Sócio no escritório Dannemann Siemsen, o advogado Saulo Murari Calazans tem experiência nos procedimentos relativos a pedidos de patentes e registro de desenhos industriais no INPI. “Nos últimos dez anos, os empresários brasileiros, até mesmo os de pequeno porte, estão dando um pouco mais de atenção ao assunto.”
Segundo ele, o principal benefício dessa medida é a proteção do investimento. “Por exemplo, se uma empresa cria uma coleira diferenciada, o caminho normal da concorrência é copiar a ideia para participar daquele nicho. Tendo a proteção do desenho industrial, o autor terá a grande vantagem de ter exclusividade para explorar com mais sossego o produto desenvolvido por ele.”
A presidente da Associação Brasileira da Propriedade Intelectual (ABPI), Elisabeth Kasznar Fekete, diz que a patente só deve ser requerida quando há inovação tecnológica de efeito técnico. “Uma máquina, ou até uma ferramenta, são registradas com o termo patente de invenção, quando a ideia é completamente nova. Já a patente de modelo de utilidade, ocorre quando se faz melhoria num sistema pré-existente.”
Ela afirma que para patente é concedido um único prazo de 20 anos. Já a marca, pode ser renovada infinitamente a cada dez anos. Enquanto o registro do desenho industrial pode durar no máximo 25 anos. “O proprietário ganha um tempo inicial de dez anos, que precisa ser renovado a cada cinco anos até completar 25 anos”, diz.
Novidade
Calazans lembra que a novidade é um requisito essencial para que o registro seja aprovado. “A pesquisa para verificar se existe algo igual no mercado não é obrigatória, mas é recomendável. Se for pedida a proteção para um produto cujo design já existe, a solicitação será anulada por falta de novidade.”

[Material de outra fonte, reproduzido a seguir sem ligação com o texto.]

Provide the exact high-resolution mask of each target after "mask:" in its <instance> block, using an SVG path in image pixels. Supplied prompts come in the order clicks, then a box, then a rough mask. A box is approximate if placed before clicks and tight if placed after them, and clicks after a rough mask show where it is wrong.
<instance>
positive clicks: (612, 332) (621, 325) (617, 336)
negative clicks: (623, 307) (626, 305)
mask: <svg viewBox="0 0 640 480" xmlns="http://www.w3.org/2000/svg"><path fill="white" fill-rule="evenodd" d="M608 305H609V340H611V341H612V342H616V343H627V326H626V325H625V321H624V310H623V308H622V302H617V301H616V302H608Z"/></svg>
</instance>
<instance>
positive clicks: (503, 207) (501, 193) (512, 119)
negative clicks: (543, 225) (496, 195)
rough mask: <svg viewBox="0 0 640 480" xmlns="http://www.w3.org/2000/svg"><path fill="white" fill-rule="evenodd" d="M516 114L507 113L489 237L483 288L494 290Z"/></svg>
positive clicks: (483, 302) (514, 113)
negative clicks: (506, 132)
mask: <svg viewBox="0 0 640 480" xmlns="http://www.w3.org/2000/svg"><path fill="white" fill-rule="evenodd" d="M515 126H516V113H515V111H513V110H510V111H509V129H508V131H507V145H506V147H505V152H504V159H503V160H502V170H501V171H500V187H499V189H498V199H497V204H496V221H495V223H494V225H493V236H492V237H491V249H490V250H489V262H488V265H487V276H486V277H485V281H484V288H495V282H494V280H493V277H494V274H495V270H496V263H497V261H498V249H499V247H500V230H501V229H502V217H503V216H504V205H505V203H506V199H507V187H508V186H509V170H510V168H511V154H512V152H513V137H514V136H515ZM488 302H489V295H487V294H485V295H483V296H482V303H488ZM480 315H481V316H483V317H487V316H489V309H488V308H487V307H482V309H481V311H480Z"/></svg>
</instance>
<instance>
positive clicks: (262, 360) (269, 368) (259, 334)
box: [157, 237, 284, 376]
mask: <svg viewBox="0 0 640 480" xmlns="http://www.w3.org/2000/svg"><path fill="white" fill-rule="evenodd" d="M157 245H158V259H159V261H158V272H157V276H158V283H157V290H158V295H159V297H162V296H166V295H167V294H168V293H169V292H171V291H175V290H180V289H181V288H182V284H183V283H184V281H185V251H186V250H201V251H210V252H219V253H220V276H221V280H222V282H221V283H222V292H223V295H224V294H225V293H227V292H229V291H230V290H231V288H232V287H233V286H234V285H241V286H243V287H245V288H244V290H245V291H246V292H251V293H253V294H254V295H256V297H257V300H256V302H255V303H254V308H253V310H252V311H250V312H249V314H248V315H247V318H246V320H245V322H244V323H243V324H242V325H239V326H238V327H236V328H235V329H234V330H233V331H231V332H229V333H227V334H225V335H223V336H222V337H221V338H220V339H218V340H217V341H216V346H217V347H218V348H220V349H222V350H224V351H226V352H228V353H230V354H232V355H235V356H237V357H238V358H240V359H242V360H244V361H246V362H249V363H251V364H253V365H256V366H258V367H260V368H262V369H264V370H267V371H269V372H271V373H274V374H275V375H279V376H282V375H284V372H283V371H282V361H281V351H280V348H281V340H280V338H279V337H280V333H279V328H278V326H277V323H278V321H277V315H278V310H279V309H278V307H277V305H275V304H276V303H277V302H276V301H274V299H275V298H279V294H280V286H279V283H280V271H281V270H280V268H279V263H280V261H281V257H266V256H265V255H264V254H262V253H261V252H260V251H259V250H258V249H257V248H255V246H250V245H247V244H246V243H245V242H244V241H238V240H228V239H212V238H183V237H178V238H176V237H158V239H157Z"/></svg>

O advogado diz que a pesquisa tem custo variável porque algumas áreas têm muitos produtos para serem vistos. “A média é de R$ 1,5 mil. A área de embalagem, por exemplo, tem muita coisa e o campo para pesquisar é muito maior.”
Elisabeth diz que, segundo o Ministério da Ciência, Tecnologia e Inovação, o investimento total do Brasil em inovação tem sido 1.2% do PIB. “Esse porcentual está muito abaixo dos praticados por outros países. A ABPI trabalha na proposição de políticas de melhoria porque quanto mais inovação e patentes, mais investimentos são gerados.”
O empresário Guto Indio Costa salienta, porém, que o processo junto ao Inpi é mais penoso do que deveria. “Já tivemos problemas com o órgão porque a lei que rege o registro de designer é subjetiva e as interpretações são curiosas.” Segundo ele, a Associação Nacional de Pesquisa e Desenvolvimento das Empresas Inovadoras (Anpei) montou um grupo de trabalho para propor modificações na lei, para que ela seja mais objetiva e menos sujeita às interpretações pessoais.